–Japan Today–
Japan’s Annual Bukkake Summit, historically the only parliamentary event on the annual political calendar to be attended by the entire cabinet, has been declared “a wild success”.

Summit participants emerge from the chamber, satisfied after
7 days of heated and fluid summit participation.
“We had a woman in attendance this year so that spiced things up a bit” said Tokyo’s Minister for Pre-Teen Grot Mags. “Holy shit, did she cop a massive deluge. I think I saw the Minister of Trade even let loose a giant bum slurry dump all down her leg at one stage. Fuck that guy is awesome.”

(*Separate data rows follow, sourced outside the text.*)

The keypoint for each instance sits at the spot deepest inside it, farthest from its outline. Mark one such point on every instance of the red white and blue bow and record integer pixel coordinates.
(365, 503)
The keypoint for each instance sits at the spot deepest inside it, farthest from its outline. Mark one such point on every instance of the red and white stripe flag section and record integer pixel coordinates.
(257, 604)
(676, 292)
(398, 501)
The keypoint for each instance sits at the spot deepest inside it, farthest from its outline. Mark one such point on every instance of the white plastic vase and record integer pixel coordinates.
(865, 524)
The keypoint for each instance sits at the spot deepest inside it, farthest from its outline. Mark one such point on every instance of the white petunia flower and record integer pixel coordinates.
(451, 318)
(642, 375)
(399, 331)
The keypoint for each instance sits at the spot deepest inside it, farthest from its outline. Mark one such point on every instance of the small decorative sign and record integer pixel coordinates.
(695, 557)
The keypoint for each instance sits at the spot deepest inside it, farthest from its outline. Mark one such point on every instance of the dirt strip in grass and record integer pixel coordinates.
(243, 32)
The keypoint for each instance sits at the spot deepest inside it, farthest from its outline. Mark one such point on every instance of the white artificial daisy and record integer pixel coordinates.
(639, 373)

“Much better than last year” said a beaming Minister for Mid-Teen Grot Vids. “Last year I was the junior member and ended up with sperm all over my face. Actually, I got some in my hair too. And about 2 litres down my throat. And also about 40 gallons in my ears and all up my nose. Thank fuck we had a woman there this year, so what if she went to Harvard and won the Nobel Prize in advanced astrophysics, all women are juniors at the Summit by default, it’s not a queue-jumping free-for-all you know, there are protocols to observe to make sure the Summits run efficiently. It’s not some sort of haphazard willy-nilly 7-day hemming and hawing symposium. Bluntly speaking, if the woman wants to get in line to spoof on bitches faces then she’ll need to grow a dick. Or at least strap on a comically-large tanked-up rubber appendage. That’s what my mum did. She was the Minister of Welfare back in the day. Lesbo Welfare.”